As we were leaving we had to choose between two potential routes: back along the main road, or along a dirt path (which did show up on Google Maps as a road). This being Egypt, I thought someone would yell at us for walking along the dirt path, but once again we were surprised that we were able to walk along it without confrontation.

We arrived at the Marsam Hotel, which claims to be the oldest guest house on the west bank. We had a delightfully tranquil lunch overlooking the fields and donkeys, along with a few other tourists and hotel guests. I had grilled fish and Jessica had chicken and pumpkin tagine, both of which were served with the usual Egyptian salads and rice.

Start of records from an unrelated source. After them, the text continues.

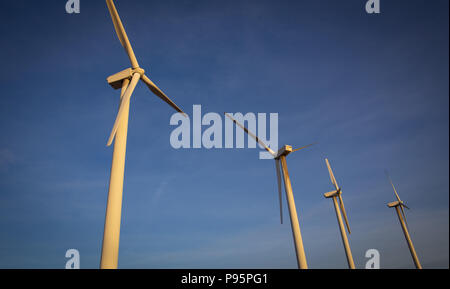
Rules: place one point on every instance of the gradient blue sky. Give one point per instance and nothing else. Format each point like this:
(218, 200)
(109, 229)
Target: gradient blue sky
(371, 89)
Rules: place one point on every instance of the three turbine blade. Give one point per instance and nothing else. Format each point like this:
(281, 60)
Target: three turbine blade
(402, 204)
(339, 193)
(251, 134)
(138, 74)
(123, 103)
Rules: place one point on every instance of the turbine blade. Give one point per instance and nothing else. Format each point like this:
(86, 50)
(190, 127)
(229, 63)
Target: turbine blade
(160, 94)
(125, 99)
(121, 34)
(395, 191)
(277, 163)
(304, 147)
(251, 134)
(330, 171)
(341, 203)
(404, 216)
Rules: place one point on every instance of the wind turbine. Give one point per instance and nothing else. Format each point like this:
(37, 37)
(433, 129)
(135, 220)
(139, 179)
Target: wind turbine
(127, 81)
(337, 194)
(398, 205)
(280, 156)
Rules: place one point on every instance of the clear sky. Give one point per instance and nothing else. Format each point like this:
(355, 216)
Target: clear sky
(371, 89)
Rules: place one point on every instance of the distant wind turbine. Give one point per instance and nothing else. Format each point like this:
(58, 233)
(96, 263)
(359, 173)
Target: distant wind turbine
(398, 205)
(338, 208)
(127, 81)
(280, 156)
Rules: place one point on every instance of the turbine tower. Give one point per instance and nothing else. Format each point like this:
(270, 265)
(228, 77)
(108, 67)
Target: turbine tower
(337, 194)
(398, 205)
(126, 80)
(280, 156)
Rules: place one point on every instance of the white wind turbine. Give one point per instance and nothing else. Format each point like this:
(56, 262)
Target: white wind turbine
(126, 80)
(280, 156)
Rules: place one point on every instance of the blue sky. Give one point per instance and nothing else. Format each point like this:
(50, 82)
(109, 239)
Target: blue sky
(371, 89)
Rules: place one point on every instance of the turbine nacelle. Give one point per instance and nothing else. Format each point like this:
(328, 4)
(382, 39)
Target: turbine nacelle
(117, 79)
(332, 194)
(284, 151)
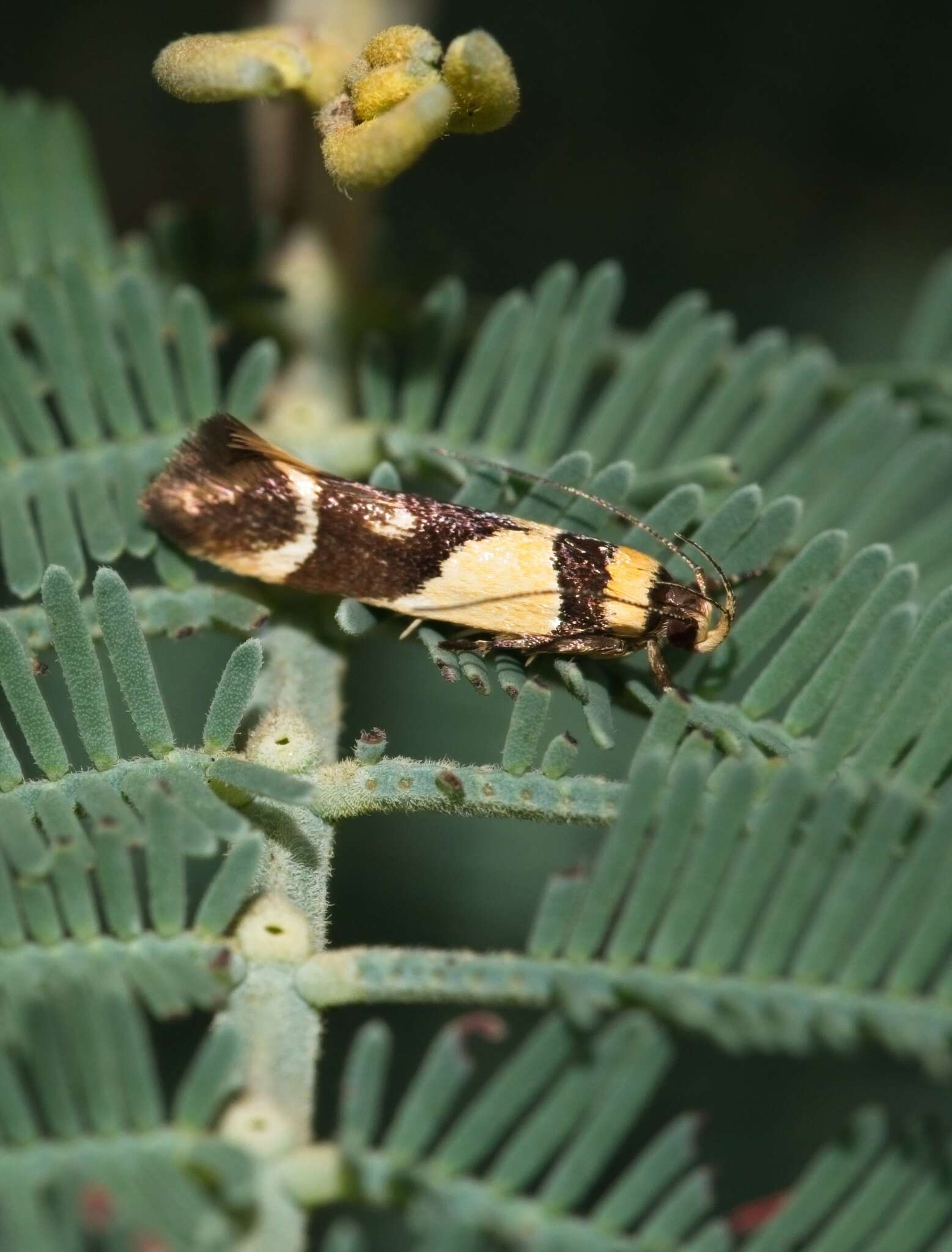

The meal was one of the best we have had in Egypt, and if I am ever in Luxor again I would strongly consider staying at the hotel itself.


After lunch we walked to the Tombs of the Nobles, all of which were locked, so we had to patiently wait for each one to be opened by the guards. The only other tourist was an Egyptian woman who seemed happy to chat with the guards, which was nice for us since it meant they followed us less closely (one of the annoyances of visiting tombs in Luxor is guards who stand very close to you and try to explain things when you just want to take them in for yourself). Twelve tombs are open to the public, but after visiting six of them we decided to move on since we were starting to run out of time and because we didn’t want to overdo it before visiting the Valley of the Kings the next day.



Our last site of the day was the Ramesseum, which was a short walk away. We took the wrong turn off the main road and then passed through some narrow streets weaving between nicely decorated small houses. We passed by a boy who gestured for us to continue around a corner (it was obvious to him what we were looking for), and then we emerged at the edge of some fields with some donkeys and the entrance in sight.

We arrived 45 minutes before closing and only one other couple was still at the site. The temple is most notable for a toppled colossus, which inspired the poem Ozymandias by Percy Blythe Shelley.

One of the guards eagerly tried to usher us out 15 minutes before closing, but we just kept walking around slowly. He left in a huff and sent a police officer to get us, but we made it out with five minutes to spare.
It was 17:00 and our sightseeing for the day was complete. My plan was to walk through the fields for 4km until we arrived at the ferry station to take us back to the east bank. Jessica was initially a bit skeptical, as she understandably didn’t want to walk through people’s fields uninvited, but she agreed to give me a chance to find a proper path.
We started walking on a path behind the houses at the edge of the fields and a boy riding a donkey approached us. He pulled to the side to let us pass but didn’t say anything, which was the first positive sign that we were on an approved route.
We turned onto the dirt road next to a field where a few men were harvesting sugarcane. We passed by them without comment, and Jessica relaxed and agreed we should continue through the fields.

This was one of the most joyous walks we have done in Egypt. It was rewarding to culminate such a successful day of independent sightseeing by passing through dark green fields contrasting with the yellow haze.
We made a small detour onto the main road to buy an overpriced Fanta and use the toilet, and then we continued along an abandoned rail line that ran between the houses and the fields.

We emerged into the town just before the ferry station, fended off some offers of private boats, and then jumped onto the public ferry which departed about 10 minutes later for the short journey across the river. We got off the boat and walked for our final 15 minutes of the day back to the hotel, where we treated ourselves to a drink in the royal bar, followed by mediocre room service and some much needed sleep.
Great reading! I have read a ton of travel lit over the years (mostly adventure type) one woman who rowed from Luxor to Cairo various cycling accounts.
But it’s great reading the experiences of someone you know! I hope you keep up the blog! Tell us about life in Cairo as well,
Thanks for reading! I have a few more travel posts coming up and then will definitely write about Cairo.